Edmund Hartley, (died March 1597), the Tyldesley witch, was a cunning man who was alleged to have practised witchcraft at Cleworth Hall in Tyldesley, Lancashire for a year in 1595–96. Hartley was hanged, twice, after a trial at Lancaster Assizes in March 1597. Part of the evidence against him was that under interrogation he was unable to recite the Lord’s Prayer.
Perhaps the most likely explanation for the events leading to Hartley’s arrest is an outbreak of sexual hysteria similar to that which triggered the Salem witch trials eighty years later.
Superstition and belief in witchcraft were rife at the end of the 16th century in England, as were religious tensions between the supporters of the new faith – the Church of England – Puritans, and adherents of Roman Catholicism. Lancashire was a sparsely populated county at the time of the Reformation and remained a stronghold of Catholicism throughout the Elizabethan era; the county was reputed to contain more witches and believers in witchcraft than any other. Cunning folk were regarded as distinct from witches however, and were called on to perform acts of healing.
Anne Parr, who had inherited Cleworth Hall, married Nicholas Starkie of Huntroyde in Burnley depriving her Roman Catholic relations of what they considered to be their inheritance. Some of them were said to have prayed for the death of her four children who died in infancy. The Starkie’s surviving children, Ann aged about ten, and John, two years older began having fits. Their father spent £200 on doctors with no success and became convinced they were “possessed by the Devil”. He asked a Catholic priest to exorcise the evil spirits but he declined, claiming that he was not carrying his book of exorcism. In desperation Starkie approached Edmund Hartley, a “magician” and travelling “conjurer” who was in the neighbourhood and asked him for help.
Using charms and herbal potions, Hartley was able to calm the children but not cure them completely.
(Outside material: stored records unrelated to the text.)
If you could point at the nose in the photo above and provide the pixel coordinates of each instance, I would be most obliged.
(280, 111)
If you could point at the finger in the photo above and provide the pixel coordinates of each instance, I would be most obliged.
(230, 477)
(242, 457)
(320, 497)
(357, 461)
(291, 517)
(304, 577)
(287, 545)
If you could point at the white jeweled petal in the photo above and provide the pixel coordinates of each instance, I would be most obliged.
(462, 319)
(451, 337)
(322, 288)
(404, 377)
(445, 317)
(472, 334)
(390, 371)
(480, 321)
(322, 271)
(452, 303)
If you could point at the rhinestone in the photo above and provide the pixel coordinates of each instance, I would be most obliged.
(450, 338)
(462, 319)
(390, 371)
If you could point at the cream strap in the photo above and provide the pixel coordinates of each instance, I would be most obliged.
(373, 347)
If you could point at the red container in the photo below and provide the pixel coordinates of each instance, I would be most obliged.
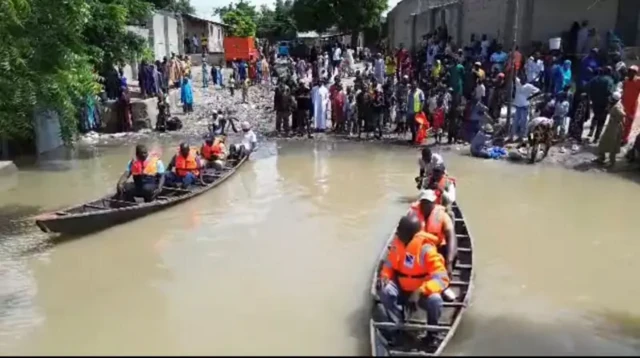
(241, 48)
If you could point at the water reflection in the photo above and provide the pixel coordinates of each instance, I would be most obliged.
(278, 259)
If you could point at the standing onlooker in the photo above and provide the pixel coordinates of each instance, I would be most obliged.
(533, 70)
(186, 95)
(337, 58)
(582, 38)
(205, 75)
(521, 102)
(498, 59)
(630, 94)
(612, 137)
(600, 90)
(124, 110)
(194, 43)
(414, 106)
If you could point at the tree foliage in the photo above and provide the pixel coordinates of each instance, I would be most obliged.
(348, 16)
(277, 24)
(43, 63)
(174, 6)
(52, 51)
(246, 20)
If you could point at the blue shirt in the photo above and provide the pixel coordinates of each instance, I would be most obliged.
(410, 102)
(159, 166)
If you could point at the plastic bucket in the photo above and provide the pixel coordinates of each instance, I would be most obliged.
(554, 43)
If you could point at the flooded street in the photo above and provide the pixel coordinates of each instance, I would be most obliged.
(278, 259)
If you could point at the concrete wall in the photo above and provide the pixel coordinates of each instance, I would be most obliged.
(214, 33)
(552, 17)
(47, 129)
(484, 17)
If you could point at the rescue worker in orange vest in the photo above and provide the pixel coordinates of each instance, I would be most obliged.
(443, 185)
(213, 152)
(413, 271)
(437, 222)
(187, 167)
(148, 176)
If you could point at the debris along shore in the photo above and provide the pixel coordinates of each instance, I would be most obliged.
(260, 114)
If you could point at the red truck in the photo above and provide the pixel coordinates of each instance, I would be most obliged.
(240, 48)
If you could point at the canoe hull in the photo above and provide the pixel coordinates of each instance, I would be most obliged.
(89, 217)
(381, 338)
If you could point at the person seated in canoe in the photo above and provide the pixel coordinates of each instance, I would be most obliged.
(436, 221)
(249, 143)
(481, 143)
(426, 162)
(213, 152)
(413, 273)
(443, 185)
(187, 165)
(148, 177)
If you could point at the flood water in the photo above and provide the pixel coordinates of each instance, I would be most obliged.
(278, 259)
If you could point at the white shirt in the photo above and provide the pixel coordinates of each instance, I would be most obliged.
(480, 91)
(538, 121)
(428, 167)
(523, 92)
(337, 54)
(248, 139)
(484, 48)
(533, 69)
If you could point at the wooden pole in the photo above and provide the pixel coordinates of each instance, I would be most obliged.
(512, 63)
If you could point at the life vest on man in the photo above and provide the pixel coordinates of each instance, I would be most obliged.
(213, 151)
(144, 170)
(434, 224)
(417, 265)
(443, 185)
(187, 165)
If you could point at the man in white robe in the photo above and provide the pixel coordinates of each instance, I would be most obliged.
(320, 99)
(378, 69)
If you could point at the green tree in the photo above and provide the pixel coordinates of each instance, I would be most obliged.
(352, 16)
(241, 18)
(42, 64)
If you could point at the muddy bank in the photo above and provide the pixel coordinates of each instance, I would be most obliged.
(258, 111)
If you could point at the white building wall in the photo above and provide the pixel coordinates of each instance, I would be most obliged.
(552, 17)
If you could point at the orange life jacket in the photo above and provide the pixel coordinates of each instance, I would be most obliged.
(434, 224)
(215, 150)
(187, 165)
(147, 167)
(416, 265)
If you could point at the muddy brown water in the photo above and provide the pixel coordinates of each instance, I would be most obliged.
(278, 259)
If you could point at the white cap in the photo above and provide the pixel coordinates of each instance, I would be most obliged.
(616, 96)
(428, 195)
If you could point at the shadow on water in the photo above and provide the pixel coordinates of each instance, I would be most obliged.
(610, 333)
(14, 219)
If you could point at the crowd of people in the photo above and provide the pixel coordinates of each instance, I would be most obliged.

Starkie paid 40 shillings per year for Hartley’s services but he demanded more. Starkie refused to give him a house and land, whereupon Hartley threatened him. That afternoon three other children in the house, Margaret and Ellinor Hurdman and Ellen Holland, a maid, Jane Ashton and a relative, Margaret Byrom, also became affected.
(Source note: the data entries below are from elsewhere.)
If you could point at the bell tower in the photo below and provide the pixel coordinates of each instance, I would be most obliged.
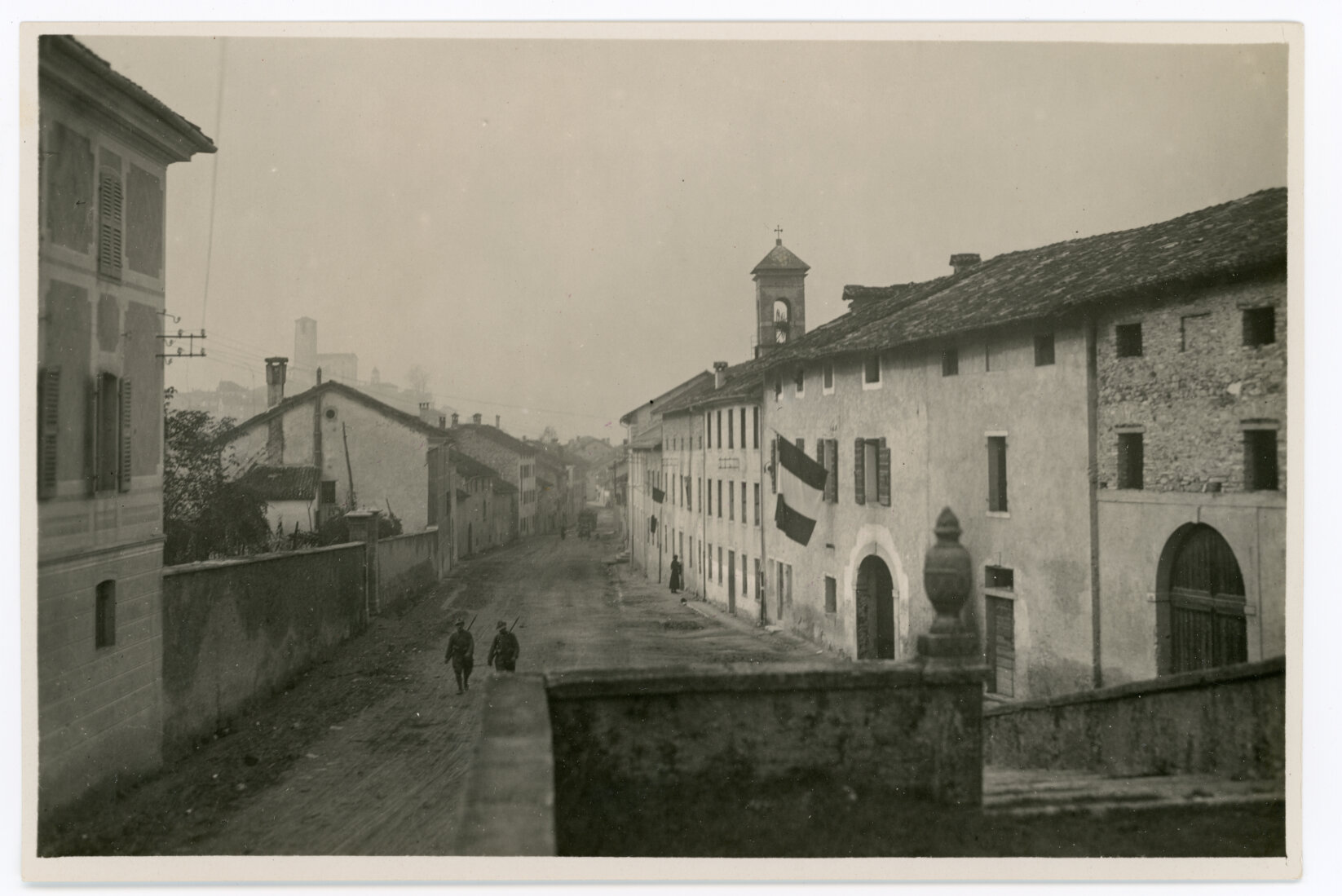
(780, 297)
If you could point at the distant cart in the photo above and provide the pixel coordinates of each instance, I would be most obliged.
(587, 523)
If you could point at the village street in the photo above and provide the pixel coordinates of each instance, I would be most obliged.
(368, 753)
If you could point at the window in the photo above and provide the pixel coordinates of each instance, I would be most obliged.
(997, 474)
(1043, 349)
(1260, 461)
(1128, 340)
(112, 434)
(1259, 326)
(872, 369)
(105, 615)
(1130, 451)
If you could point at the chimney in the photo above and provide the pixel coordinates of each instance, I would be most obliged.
(276, 380)
(964, 260)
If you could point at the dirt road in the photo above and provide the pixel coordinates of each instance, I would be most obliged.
(367, 754)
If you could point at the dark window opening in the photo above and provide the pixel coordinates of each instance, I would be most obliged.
(1043, 349)
(997, 474)
(1128, 340)
(872, 369)
(105, 615)
(1259, 326)
(1130, 459)
(1260, 471)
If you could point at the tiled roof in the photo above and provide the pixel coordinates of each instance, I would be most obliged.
(1215, 245)
(407, 420)
(280, 483)
(780, 258)
(498, 436)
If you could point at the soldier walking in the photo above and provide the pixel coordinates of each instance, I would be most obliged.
(505, 650)
(461, 654)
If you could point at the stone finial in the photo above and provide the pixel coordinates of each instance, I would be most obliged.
(947, 580)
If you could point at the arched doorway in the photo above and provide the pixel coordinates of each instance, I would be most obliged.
(1201, 623)
(876, 611)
Starkie suspected that Hartley was by then part of the problem and consulted John Dee, the warden of the Collegiate Church (now Manchester Cathedral). Dee was reluctant to become involved, but rebuked Hartley and advised Starkie to consult “some godly preachers”. For a short while all was quiet at Cleworth Hall but the children’s fits and bouts of shouting returned. Jane Ashton and Margaret Byrom were affected after being kissed by Hartley who “breathed the Devil” into them. Byrom tried to escape to her home in Salford but Hartley followed her and was found there by preachers who had pursued him. Under examination Hartley was unable to recite the Lord’s Prayer, and was accused of witchcraft.
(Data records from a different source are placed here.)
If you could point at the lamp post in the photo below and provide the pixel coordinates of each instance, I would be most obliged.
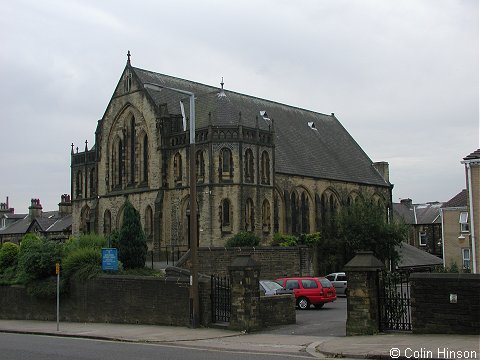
(193, 202)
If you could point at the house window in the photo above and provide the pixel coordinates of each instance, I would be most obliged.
(466, 258)
(464, 228)
(422, 236)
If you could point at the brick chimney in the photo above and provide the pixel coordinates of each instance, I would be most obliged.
(383, 168)
(406, 202)
(35, 209)
(65, 205)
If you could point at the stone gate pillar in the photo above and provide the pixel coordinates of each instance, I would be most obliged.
(245, 294)
(362, 297)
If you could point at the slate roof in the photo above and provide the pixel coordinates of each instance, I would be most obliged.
(474, 155)
(327, 152)
(418, 213)
(459, 200)
(49, 222)
(412, 257)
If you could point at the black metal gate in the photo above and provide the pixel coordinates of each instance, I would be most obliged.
(394, 301)
(220, 297)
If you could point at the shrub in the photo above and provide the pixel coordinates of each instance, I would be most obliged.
(280, 239)
(82, 264)
(132, 246)
(243, 238)
(91, 241)
(37, 258)
(8, 255)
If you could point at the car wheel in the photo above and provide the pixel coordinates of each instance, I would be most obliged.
(303, 303)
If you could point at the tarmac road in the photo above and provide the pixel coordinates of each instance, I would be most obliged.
(327, 321)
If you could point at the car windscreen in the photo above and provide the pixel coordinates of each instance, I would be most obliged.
(271, 285)
(309, 284)
(325, 282)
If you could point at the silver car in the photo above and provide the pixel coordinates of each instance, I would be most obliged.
(339, 281)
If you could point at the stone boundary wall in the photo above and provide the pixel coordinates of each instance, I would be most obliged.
(434, 309)
(274, 262)
(112, 299)
(277, 310)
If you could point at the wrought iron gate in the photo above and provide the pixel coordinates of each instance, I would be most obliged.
(220, 297)
(394, 301)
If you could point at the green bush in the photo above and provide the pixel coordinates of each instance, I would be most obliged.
(37, 258)
(132, 245)
(85, 241)
(8, 255)
(243, 238)
(82, 264)
(280, 239)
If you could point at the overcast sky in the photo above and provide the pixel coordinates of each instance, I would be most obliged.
(401, 76)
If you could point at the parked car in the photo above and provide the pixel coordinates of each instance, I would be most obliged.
(310, 290)
(339, 280)
(269, 287)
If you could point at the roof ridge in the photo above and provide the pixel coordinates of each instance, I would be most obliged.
(236, 93)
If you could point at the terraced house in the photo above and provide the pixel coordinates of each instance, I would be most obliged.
(261, 166)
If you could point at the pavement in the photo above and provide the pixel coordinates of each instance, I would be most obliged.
(381, 346)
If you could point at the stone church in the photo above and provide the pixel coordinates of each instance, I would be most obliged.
(261, 166)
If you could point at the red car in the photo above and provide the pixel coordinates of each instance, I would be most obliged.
(310, 290)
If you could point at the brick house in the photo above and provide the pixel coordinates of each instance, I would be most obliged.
(424, 221)
(456, 232)
(53, 225)
(261, 166)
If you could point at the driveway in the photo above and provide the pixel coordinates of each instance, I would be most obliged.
(327, 321)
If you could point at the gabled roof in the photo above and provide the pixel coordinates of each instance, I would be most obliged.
(412, 257)
(417, 214)
(474, 155)
(307, 143)
(49, 222)
(459, 200)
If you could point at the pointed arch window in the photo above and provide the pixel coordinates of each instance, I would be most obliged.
(177, 168)
(249, 166)
(132, 150)
(249, 215)
(304, 214)
(200, 166)
(265, 168)
(92, 183)
(294, 212)
(107, 222)
(226, 216)
(78, 184)
(226, 164)
(145, 159)
(119, 164)
(266, 216)
(148, 223)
Hartley was arrested and sent to Lancaster Castle gaol. At his trial in March 1597, Starkie testified that the previous autumn while in the woods at Huntroyde, Hartley had drawn a circle “with many crosses and partitions”. Starkie’s evidence led to the death penalty. Hartley’s execution was botched; at the first attempt to hang him the rope broke, and even though Hartley repented he was hanged at the second attempt.
The story of the demonic possessions at Cleworth Hall was documented by George More, who with John Darrell
and several others including a local curate, arrived at Cleworth Hall after Hartley’s execution in March 1597 to dispossess the seven of their demons. In turn Darrell and More were imprisoned for their involvement in the dispossessions.
Although the parents of the children believed them to be bewitched, there are clear signs of sexual hysteria similar to that which triggered the Salem witch trials eighty years later. As well as bewitching Jane Ashton and Margaret Byrom by kissing them, it was alleged that Hartley had lain with the maid on her bed. The girls’ account of a “furry little devil which entered little holes” also has evident Freudian undertones.